Here is the altimeter mounted on an electronics bay for the outboard rocket.
Update 2 April, 2006:
I've had an issue with the altimeter I've been trying to resolve for some time. The altimeter seems to intermittently fire the main channel charge. Twice now, I've had a rocket on the pad, armed the altimeter, then after a minute or so the main channel fired. The thing is, I haven't been able to reproduce the problem on the work bench. It seems to work fine for hours on end. The first unit I built has flown many times and never had the problem once. So I thought the problem was somewhere in the second altimeter itself. Last week, I built another new altimeter, and guess what, it did it too, but only once and on the work bench this time.
The problem is twofold: First; the reason I can't reproduce it on the work bench is that it only seems to do it upon first power up. It's like the pressure transducer has to warm up first. Once the unit has been on for a few minutes, it doesn't do it again, regardless of turning it off and back on again. What happens is the pressure transducer is drifting enough upon initial start up that it thinks it is in flight.
The second problem is in my code. Obviously the program isn't running quite as expected. Once lift off is detected, it should loop until apogee is reached, fire the apogee charge and then sample for main deployment altitude. I'll have to look at the code again at some point to figure out why it skips the apogee and goes into the main sub routine.
For the time being, I'm doing a work around. A longer warm up time when the altimeter is first turned on should help, I'm also increasing the altitude for lift off detection from 300' to 600'. Those two changes should prevent the altimeter from prematurely leaving the lift off detection routine.
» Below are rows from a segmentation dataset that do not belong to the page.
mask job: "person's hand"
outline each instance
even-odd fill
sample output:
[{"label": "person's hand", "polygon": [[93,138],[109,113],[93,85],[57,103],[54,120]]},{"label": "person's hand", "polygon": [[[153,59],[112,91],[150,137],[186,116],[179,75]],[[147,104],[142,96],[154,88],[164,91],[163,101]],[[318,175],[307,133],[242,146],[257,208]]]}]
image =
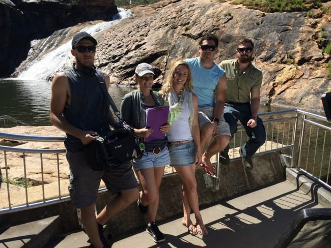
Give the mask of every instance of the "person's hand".
[{"label": "person's hand", "polygon": [[214,128],[214,130],[213,130],[213,134],[214,134],[216,133],[216,128],[217,128],[218,123],[216,121],[211,121],[211,125],[213,125],[213,127]]},{"label": "person's hand", "polygon": [[256,127],[256,120],[254,119],[250,119],[247,122],[247,126],[251,128],[254,128]]},{"label": "person's hand", "polygon": [[167,124],[166,125],[161,126],[160,127],[160,132],[161,132],[161,133],[166,134],[169,132],[169,130],[170,130],[170,125],[169,124]]},{"label": "person's hand", "polygon": [[139,137],[147,138],[153,133],[153,129],[151,128],[144,128],[141,129],[135,129],[134,134]]},{"label": "person's hand", "polygon": [[87,145],[89,143],[95,139],[95,136],[98,133],[94,131],[82,131],[80,135],[80,141],[84,145]]},{"label": "person's hand", "polygon": [[196,157],[194,162],[197,166],[201,166],[201,160],[202,159],[202,152],[200,148],[196,149]]}]

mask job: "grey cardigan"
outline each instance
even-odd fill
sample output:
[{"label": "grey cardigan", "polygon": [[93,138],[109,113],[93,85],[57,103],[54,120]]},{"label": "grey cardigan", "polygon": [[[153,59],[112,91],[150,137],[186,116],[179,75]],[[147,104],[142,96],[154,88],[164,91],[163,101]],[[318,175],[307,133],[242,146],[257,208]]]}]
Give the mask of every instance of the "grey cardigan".
[{"label": "grey cardigan", "polygon": [[[151,90],[155,106],[163,106],[164,103],[161,95]],[[128,93],[122,99],[121,114],[123,120],[132,128],[140,129],[145,128],[146,122],[146,108],[145,99],[140,89]],[[164,139],[156,140],[145,143],[146,148],[163,146],[167,144],[167,137]]]},{"label": "grey cardigan", "polygon": [[[163,106],[164,101],[161,95],[151,90],[156,106]],[[127,93],[122,99],[121,114],[124,121],[137,129],[145,127],[146,121],[144,95],[140,89]]]}]

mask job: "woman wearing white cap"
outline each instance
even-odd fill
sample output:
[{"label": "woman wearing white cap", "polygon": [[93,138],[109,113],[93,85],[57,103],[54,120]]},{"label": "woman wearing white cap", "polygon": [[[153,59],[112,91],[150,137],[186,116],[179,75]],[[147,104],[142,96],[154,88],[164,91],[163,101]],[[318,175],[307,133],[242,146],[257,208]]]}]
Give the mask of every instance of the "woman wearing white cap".
[{"label": "woman wearing white cap", "polygon": [[[144,138],[148,137],[153,132],[152,129],[145,128],[145,110],[148,108],[164,104],[161,95],[151,90],[154,76],[150,65],[146,63],[138,65],[134,78],[139,88],[124,96],[121,105],[123,120],[134,128],[137,136]],[[164,125],[160,128],[160,131],[166,133],[170,128],[169,125]],[[158,207],[159,188],[164,166],[170,163],[167,142],[166,137],[145,142],[147,154],[141,159],[132,160],[133,168],[143,188],[137,206],[141,212],[147,213],[148,224],[146,231],[156,242],[165,240],[155,222]]]}]

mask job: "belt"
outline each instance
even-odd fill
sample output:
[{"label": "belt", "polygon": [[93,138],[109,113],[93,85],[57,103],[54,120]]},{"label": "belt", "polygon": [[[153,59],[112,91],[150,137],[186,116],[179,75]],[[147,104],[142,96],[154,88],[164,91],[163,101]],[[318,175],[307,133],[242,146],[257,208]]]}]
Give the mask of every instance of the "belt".
[{"label": "belt", "polygon": [[182,144],[186,144],[186,143],[190,142],[192,140],[183,140],[182,141],[173,141],[169,142],[168,146],[169,147],[173,145],[181,145]]},{"label": "belt", "polygon": [[155,148],[149,148],[149,149],[146,149],[146,151],[149,151],[150,152],[153,152],[154,154],[155,154],[156,155],[156,154],[158,154],[160,152],[161,152],[162,150],[164,149],[165,147],[166,147],[166,146],[162,146],[162,147],[155,147]]}]

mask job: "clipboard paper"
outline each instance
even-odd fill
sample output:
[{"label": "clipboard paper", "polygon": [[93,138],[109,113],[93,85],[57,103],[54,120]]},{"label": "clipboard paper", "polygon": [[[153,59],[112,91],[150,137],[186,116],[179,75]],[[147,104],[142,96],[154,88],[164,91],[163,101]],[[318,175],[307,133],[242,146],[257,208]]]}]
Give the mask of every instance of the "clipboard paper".
[{"label": "clipboard paper", "polygon": [[164,139],[166,134],[161,133],[160,127],[168,123],[169,106],[162,106],[150,108],[146,110],[146,128],[152,128],[153,133],[144,141],[149,142],[153,140]]}]

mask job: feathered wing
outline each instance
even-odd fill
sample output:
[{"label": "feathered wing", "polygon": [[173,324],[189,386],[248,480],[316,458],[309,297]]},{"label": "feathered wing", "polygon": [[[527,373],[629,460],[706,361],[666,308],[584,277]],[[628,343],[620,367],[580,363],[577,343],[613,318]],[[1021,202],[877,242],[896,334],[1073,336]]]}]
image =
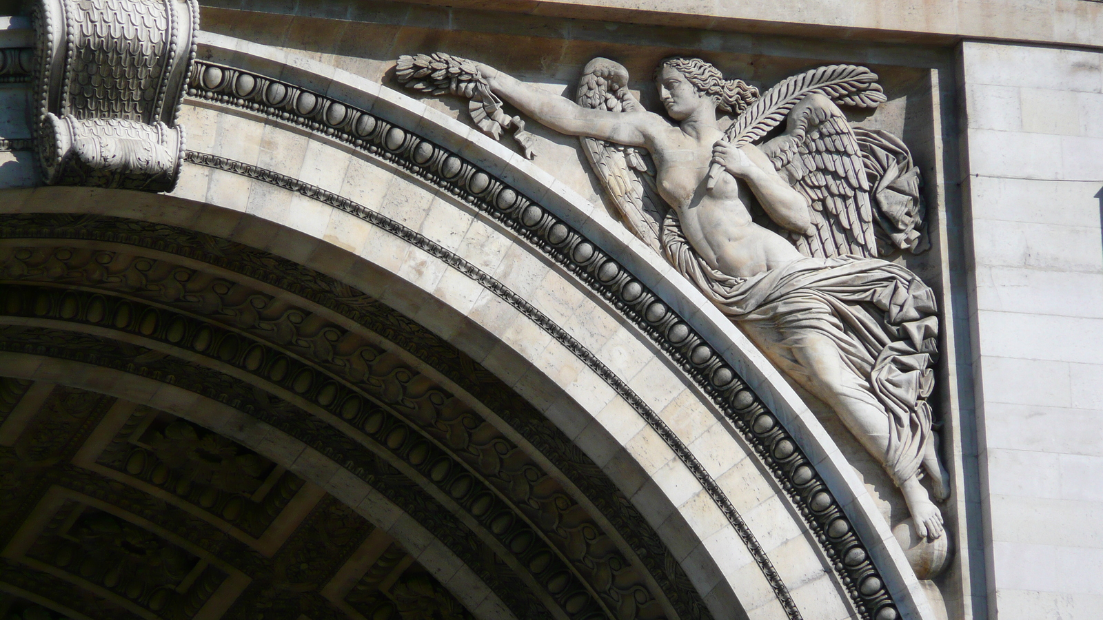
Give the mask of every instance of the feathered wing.
[{"label": "feathered wing", "polygon": [[[635,111],[640,104],[629,94],[628,71],[613,61],[593,58],[582,70],[578,104],[609,111]],[[607,195],[632,233],[656,252],[663,218],[670,206],[655,190],[655,165],[642,149],[596,138],[580,138],[586,159],[601,180]]]},{"label": "feathered wing", "polygon": [[761,148],[811,205],[814,231],[789,233],[802,254],[878,255],[861,147],[838,106],[807,95],[789,113],[785,131]]}]

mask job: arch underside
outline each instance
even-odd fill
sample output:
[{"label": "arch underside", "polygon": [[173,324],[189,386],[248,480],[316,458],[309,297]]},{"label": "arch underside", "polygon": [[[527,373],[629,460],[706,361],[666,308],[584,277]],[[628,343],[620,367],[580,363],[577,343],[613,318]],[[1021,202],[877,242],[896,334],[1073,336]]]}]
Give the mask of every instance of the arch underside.
[{"label": "arch underside", "polygon": [[[2,228],[9,595],[88,618],[710,618],[599,468],[375,299],[182,228]],[[111,388],[135,377],[172,396]],[[431,542],[395,539],[381,498]]]},{"label": "arch underside", "polygon": [[[480,168],[374,116],[384,108],[371,101],[354,107],[363,92],[338,118],[336,99],[279,83],[317,103],[304,118],[287,107],[298,96],[286,110],[259,98],[278,81],[248,74],[264,86],[250,103],[234,90],[247,72],[206,67],[184,110],[197,150],[175,195],[189,200],[36,190],[0,215],[0,475],[18,496],[0,506],[0,605],[81,620],[897,617],[843,505],[865,509],[817,470],[824,446],[780,424],[678,304],[630,271],[631,256],[503,181],[520,172]],[[215,138],[237,131],[244,143],[271,140],[276,161]],[[281,169],[300,163],[299,174]],[[350,185],[376,202],[354,202]],[[333,213],[330,229],[279,214],[300,199],[322,222]],[[92,206],[115,200],[115,211]],[[218,222],[242,211],[236,227]],[[433,237],[443,225],[407,227],[429,211],[482,218],[488,246],[558,269],[540,285],[569,282],[592,320],[620,323],[635,348],[625,350],[646,357],[636,367],[660,367],[719,439],[690,446],[699,429],[672,429],[667,409],[638,394],[645,380],[627,382],[564,318],[537,310],[538,292],[515,292],[445,247]],[[213,223],[164,223],[189,213]],[[340,222],[347,229],[333,233]],[[341,254],[364,239],[353,224],[421,254],[404,265],[388,263],[400,253]],[[318,268],[312,244],[341,248],[340,267]],[[399,274],[410,269],[450,270],[454,290],[414,295],[424,274]],[[342,270],[356,277],[334,277]],[[368,295],[347,281],[384,284]],[[619,395],[623,426],[643,430],[618,437],[607,408],[568,435],[534,404],[555,389],[538,349],[515,355],[528,364],[516,368],[476,361],[472,346],[517,345],[449,318],[450,299],[472,288],[558,342],[595,392]],[[568,396],[586,409],[587,394]],[[739,459],[708,447],[742,464],[725,470]],[[658,459],[649,452],[668,462],[647,464]]]}]

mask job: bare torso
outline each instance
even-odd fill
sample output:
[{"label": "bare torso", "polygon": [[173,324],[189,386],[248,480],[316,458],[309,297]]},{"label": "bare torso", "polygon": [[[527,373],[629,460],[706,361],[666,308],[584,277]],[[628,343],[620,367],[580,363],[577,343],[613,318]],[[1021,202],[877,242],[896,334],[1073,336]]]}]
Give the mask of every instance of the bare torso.
[{"label": "bare torso", "polygon": [[735,277],[801,258],[788,239],[751,221],[747,201],[753,199],[746,182],[725,173],[707,189],[713,145],[722,137],[716,128],[693,137],[671,127],[651,149],[658,193],[677,210],[686,239],[709,266]]}]

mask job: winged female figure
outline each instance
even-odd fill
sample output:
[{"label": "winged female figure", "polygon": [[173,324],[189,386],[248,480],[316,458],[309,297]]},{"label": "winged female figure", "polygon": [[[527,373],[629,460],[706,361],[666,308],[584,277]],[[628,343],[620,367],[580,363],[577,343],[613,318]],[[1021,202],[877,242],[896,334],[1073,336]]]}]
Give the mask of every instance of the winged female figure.
[{"label": "winged female figure", "polygon": [[[452,61],[467,64],[452,70]],[[579,104],[445,54],[404,56],[397,74],[437,94],[471,97],[478,84],[581,137],[633,233],[832,407],[899,487],[921,537],[943,535],[942,514],[920,481],[925,471],[934,499],[949,495],[927,404],[934,296],[911,271],[874,258],[885,239],[914,247],[907,228],[915,217],[875,209],[864,153],[836,105],[884,101],[876,75],[833,65],[759,96],[705,61],[671,57],[655,71],[667,118],[644,109],[624,67],[604,58],[583,71]],[[736,117],[727,131],[718,109]],[[779,136],[752,143],[783,120]],[[900,192],[914,190],[900,183]],[[754,221],[753,204],[769,222]]]}]

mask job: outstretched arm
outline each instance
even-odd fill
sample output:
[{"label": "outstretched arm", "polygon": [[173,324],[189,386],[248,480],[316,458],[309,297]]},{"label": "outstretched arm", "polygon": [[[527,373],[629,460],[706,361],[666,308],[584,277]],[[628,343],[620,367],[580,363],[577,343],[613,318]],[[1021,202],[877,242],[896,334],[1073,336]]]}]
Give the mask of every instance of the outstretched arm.
[{"label": "outstretched arm", "polygon": [[[649,148],[653,129],[667,126],[656,114],[588,109],[566,97],[542,93],[489,65],[479,63],[479,71],[495,95],[560,133]],[[657,122],[662,125],[656,125]]]},{"label": "outstretched arm", "polygon": [[736,147],[720,140],[713,147],[713,161],[731,175],[747,181],[771,220],[794,233],[808,234],[812,214],[808,201],[774,170],[770,158],[758,147]]}]

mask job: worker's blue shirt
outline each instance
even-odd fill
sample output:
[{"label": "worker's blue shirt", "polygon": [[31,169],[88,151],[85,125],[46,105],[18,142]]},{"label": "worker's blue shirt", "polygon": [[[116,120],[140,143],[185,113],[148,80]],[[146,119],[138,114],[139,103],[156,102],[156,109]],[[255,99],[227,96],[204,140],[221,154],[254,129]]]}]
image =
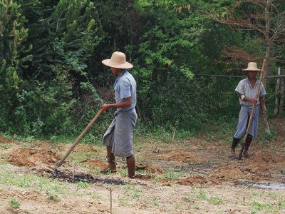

I'm also increasing the apogee detection variance, just in case the unit drifts some at apogee too.
The good news is, this isn't a problem that would threaten one of my flights because I use a main deployment via a PIRM 2, and the worst that would happen if I had early main deployment would be main chute deployment with the drogue at apogee. But if someone uses the altimeter with a more conventional dual deployment, it could cause serious damage if the main chute charge went off early. Just a heads up!